Re: [PATCH 2/7] mm: shrinker: Add a .to_text() method for shrinkers

Qi Zheng <zhengqi.arch@xxxxxxxxxxxxx> · Thu, 30 Nov 2023 11:42:45 +0800

On 2023/11/30 11:21, Kent Overstreet wrote:
On Thu, Nov 30, 2023 at 11:09:42AM +0800, Qi Zheng wrote:

On 2023/11/30 07:11, Kent Overstreet wrote:
On Wed, Nov 29, 2023 at 10:14:54AM +0100, Michal Hocko wrote:
On Tue 28-11-23 16:34:35, Roman Gushchin wrote:
On Tue, Nov 28, 2023 at 02:23:36PM +0800, Qi Zheng wrote:
[...]
Now I think adding this method might not be a good idea. If we allow
shrinkers to report thier own private information, OOM logs may become
cluttered.
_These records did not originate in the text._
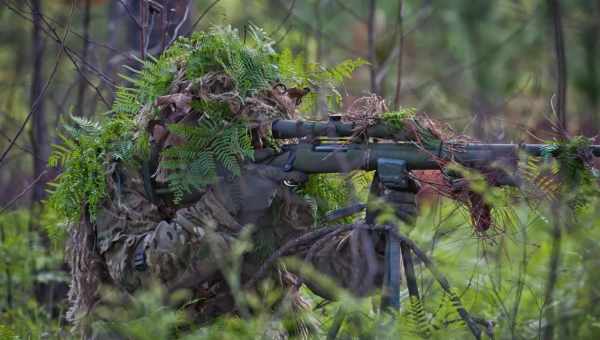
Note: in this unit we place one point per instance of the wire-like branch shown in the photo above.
(38, 100)
(561, 64)
(285, 19)
(26, 190)
(202, 16)
(400, 32)
(371, 46)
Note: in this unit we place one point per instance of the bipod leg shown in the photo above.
(390, 297)
(409, 271)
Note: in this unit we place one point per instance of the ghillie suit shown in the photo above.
(167, 184)
(165, 187)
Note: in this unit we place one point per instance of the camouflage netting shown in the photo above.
(171, 159)
(191, 119)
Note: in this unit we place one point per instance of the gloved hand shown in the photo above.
(402, 201)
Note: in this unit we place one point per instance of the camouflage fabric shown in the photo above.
(139, 244)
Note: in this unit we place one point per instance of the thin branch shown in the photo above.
(202, 16)
(130, 14)
(181, 22)
(371, 45)
(350, 11)
(285, 19)
(86, 47)
(400, 53)
(26, 190)
(561, 64)
(38, 100)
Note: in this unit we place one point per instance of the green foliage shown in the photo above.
(24, 262)
(335, 191)
(322, 80)
(83, 157)
(397, 119)
(152, 80)
(218, 139)
(251, 65)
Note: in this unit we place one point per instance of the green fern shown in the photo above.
(83, 156)
(215, 141)
(418, 321)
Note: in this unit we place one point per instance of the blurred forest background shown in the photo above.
(491, 69)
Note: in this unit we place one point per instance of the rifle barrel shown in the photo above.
(286, 129)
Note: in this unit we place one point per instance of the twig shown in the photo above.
(86, 46)
(561, 68)
(350, 11)
(181, 22)
(400, 53)
(26, 190)
(131, 16)
(202, 16)
(285, 19)
(371, 46)
(38, 100)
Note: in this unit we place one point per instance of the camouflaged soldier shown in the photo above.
(138, 246)
(141, 236)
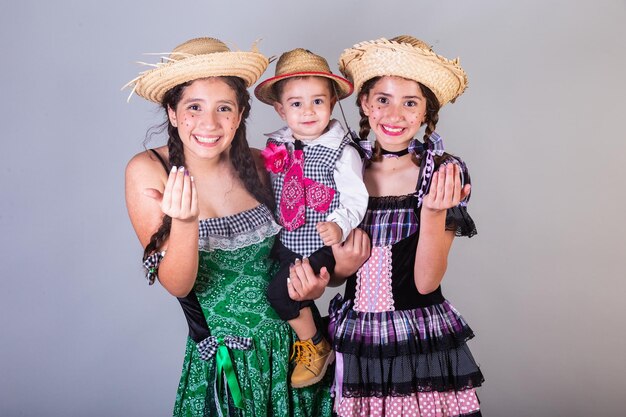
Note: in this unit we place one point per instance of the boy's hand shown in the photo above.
(330, 232)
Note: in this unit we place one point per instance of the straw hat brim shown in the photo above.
(265, 93)
(381, 57)
(153, 84)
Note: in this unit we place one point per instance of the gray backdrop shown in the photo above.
(541, 128)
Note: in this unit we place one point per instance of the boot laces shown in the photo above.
(303, 351)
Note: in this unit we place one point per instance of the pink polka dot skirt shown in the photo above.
(422, 404)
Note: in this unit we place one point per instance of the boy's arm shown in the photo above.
(353, 195)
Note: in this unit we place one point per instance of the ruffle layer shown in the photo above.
(431, 404)
(402, 352)
(450, 370)
(237, 231)
(402, 332)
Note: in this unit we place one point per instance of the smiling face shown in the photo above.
(207, 117)
(306, 105)
(396, 109)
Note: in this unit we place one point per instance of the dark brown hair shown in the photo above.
(279, 86)
(431, 117)
(240, 154)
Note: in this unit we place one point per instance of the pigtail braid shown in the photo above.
(176, 158)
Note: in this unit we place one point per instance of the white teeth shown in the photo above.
(206, 140)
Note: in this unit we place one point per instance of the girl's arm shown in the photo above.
(431, 257)
(148, 199)
(303, 284)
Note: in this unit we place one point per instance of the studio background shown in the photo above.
(540, 127)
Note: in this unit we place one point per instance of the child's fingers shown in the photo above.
(177, 190)
(465, 192)
(450, 182)
(457, 184)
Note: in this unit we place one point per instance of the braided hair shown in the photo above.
(240, 154)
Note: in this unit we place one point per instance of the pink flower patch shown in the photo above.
(275, 157)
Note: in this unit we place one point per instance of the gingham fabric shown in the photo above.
(237, 231)
(390, 219)
(319, 166)
(208, 347)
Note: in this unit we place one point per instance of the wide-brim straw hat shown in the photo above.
(195, 59)
(406, 57)
(301, 63)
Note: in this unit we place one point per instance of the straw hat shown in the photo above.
(407, 57)
(194, 59)
(300, 63)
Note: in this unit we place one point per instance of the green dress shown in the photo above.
(234, 271)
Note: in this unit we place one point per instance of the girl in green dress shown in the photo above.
(202, 209)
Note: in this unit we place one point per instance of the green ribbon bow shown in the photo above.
(225, 364)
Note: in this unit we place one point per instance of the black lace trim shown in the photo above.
(412, 347)
(395, 389)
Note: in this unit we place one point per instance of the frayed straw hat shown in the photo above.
(407, 57)
(301, 63)
(195, 59)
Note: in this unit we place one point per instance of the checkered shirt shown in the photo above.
(319, 165)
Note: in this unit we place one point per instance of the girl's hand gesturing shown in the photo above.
(445, 189)
(180, 198)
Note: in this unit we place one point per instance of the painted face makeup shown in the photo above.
(395, 108)
(306, 105)
(207, 117)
Most people only care about some general information when
troubleshooting OOM problem, but not the private information of a
shrinker.

I agree with that.

It seems that the feature is mostly useful for kernel developers and it's easily
achievable by attaching a bpf program to the oom handler. If it requires a bit
of work on the bpf side, we can do that instead, but probably not. And this
solution can potentially provide way more information in a more flexible way.

So I'm not convinced it's a good idea to make the generic oom handling code
more complicated and fragile for everybody, as well as making oom reports differ
more between kernel versions and configurations.

Completely agreed! From my many years of experience of oom reports
analysing from production systems I would conclude the following categories
	- clear runaways (and/or memory leaks)
		- userspace consumers - either shmem or anonymous memory
		  predominantly consumes the memory, swap is either depleted
		  or not configured.
		  OOM report is usually useful to pinpoint those as we
		  have required counters available
		- kernel memory consumers - if we are lucky they are
		  using slab allocator and unreclaimable slab is a huge
		  part of the memory consumption. If this is a page
		  allocator user the oom repport only helps to deduce
		  the fact by looking at how much user + slab + page
		  table etc. form. But identifying the root cause is
		  close to impossible without something like page_owner
		  or a crash dump.
	- misbehaving memory reclaim
		- minority of issues and the oom report is usually
		  insufficient to drill down to the root cause. If the
		  problem is reproducible then collecting vmstat data
		  can give a much better clue.
		- high number of slab reclaimable objects or free swap
		  are good indicators. Shrinkers data could be
		  potentially helpful in the slab case but I really have
		  hard time to remember any such situation.
On non-production systems the situation is quite different. I can see
how it could be very beneficial to add a very specific debugging data
for subsystem/shrinker which is developed and could cause the OOM. For
that purpose the proposed scheme is rather inflexible AFAICS.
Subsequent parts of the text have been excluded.